Johnson acknowledged that his art was overly cerebral, but his mid-1950s attempts at exuberance came across as forced and muddled, contributing to a prolonged period of self-doubt during which he destroyed most of his unsold early work. Never interested in fame and fortune, he distrusted Dublin's 'easy acclaim', and in 1957 returned to England, where he put off painting, drank too much and drifted through various lodgings and odd jobs in a state of boredom and renewed impoverishment. He met and married Margaret Pettigrew-King, and came into a small inheritance, which he used to buy a small farm in Suffolk. Margaret's dislike of their harsh rural lifestyle led them to sell the property in 1964 and move to London.

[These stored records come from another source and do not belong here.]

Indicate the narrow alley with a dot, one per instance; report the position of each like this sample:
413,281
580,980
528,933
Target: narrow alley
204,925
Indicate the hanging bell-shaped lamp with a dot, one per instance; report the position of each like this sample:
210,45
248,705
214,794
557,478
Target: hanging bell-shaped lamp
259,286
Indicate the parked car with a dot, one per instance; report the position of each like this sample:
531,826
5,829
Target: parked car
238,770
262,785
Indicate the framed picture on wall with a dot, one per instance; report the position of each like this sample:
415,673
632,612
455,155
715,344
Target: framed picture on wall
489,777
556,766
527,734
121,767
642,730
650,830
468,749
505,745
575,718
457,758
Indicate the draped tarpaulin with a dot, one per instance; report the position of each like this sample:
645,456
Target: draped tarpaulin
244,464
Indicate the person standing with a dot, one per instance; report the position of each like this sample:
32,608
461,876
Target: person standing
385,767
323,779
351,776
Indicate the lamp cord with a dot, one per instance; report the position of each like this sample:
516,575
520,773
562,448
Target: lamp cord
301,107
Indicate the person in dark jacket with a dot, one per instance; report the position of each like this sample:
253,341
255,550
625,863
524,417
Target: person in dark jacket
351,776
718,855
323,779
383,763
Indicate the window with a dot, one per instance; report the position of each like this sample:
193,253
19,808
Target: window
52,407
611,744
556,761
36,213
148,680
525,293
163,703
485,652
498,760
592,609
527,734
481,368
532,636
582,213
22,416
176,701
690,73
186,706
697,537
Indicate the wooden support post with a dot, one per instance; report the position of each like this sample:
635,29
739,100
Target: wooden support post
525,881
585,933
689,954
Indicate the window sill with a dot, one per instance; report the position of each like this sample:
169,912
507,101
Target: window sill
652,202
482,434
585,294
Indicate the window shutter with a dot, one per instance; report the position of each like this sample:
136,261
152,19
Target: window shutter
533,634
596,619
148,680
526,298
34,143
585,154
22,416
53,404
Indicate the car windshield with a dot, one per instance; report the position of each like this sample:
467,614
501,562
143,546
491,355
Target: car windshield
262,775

He had resumed painting after a six-year hiatus, but destroyed almost everything until 1970. By then he was satisfied that he had replaced his surrealist and cubist preconceptions with a more unselfconscious approach, though he continued thereafter to cull much of his output. During the 1970s, he experimented with acrylics, collage, etchings, monoprints and photography, and painted either quasi-abstract figures in landscape or pure abstracts. Having fallen out with Waddington, who had also relocated to London, he met with little success in either selling or exhibiting his work. He was forgotten in Ireland and lived in straitened, solitary circumstances with his wife in a London council flat.
In 1978 he found a new patron in Tom Caldwell and staged a succession of one-man exhibitions in Caldwell's Belfast and Dublin galleries, presenting a warmer, more lyrical idiom, purged of the angst that formerly permeated his outlook on life. Although critics viewed his masterfully constructed mix of collages and cubist-style paintings as old-fashioned and all too frequently lacking emotional immediacy, his profile and sales in Ireland experienced a modest revival. The works of the 1940s and 1950s were considered his best and have fetched good prices, but he reacted scornfully when art dealers suggested that he mimic his early style. In 1983 he published The other side of six, an idiosyncratic, factually ambiguous memoir written in hit-and-miss Joycean prose. Exhibiting more sporadically from the late 1980s due to worsening health, he concentrated latterly on ink drawings, and had faded back into obscurity by the time he died in London on 1 August 1999.
The most polished and intellectually profound Irish-based painter of his generation, Johnson was also among the least successful, owing to his reclusive nature and attendant disregard for fashion and local sensibilities; less than a handful of his paintings hang in public galleries. Yet his distinctive contribution to post-war Irish art along with his acclaimed photographic rendering of a bygone Dublin means he is likely to remain a figure of historic, if not artistic, interest.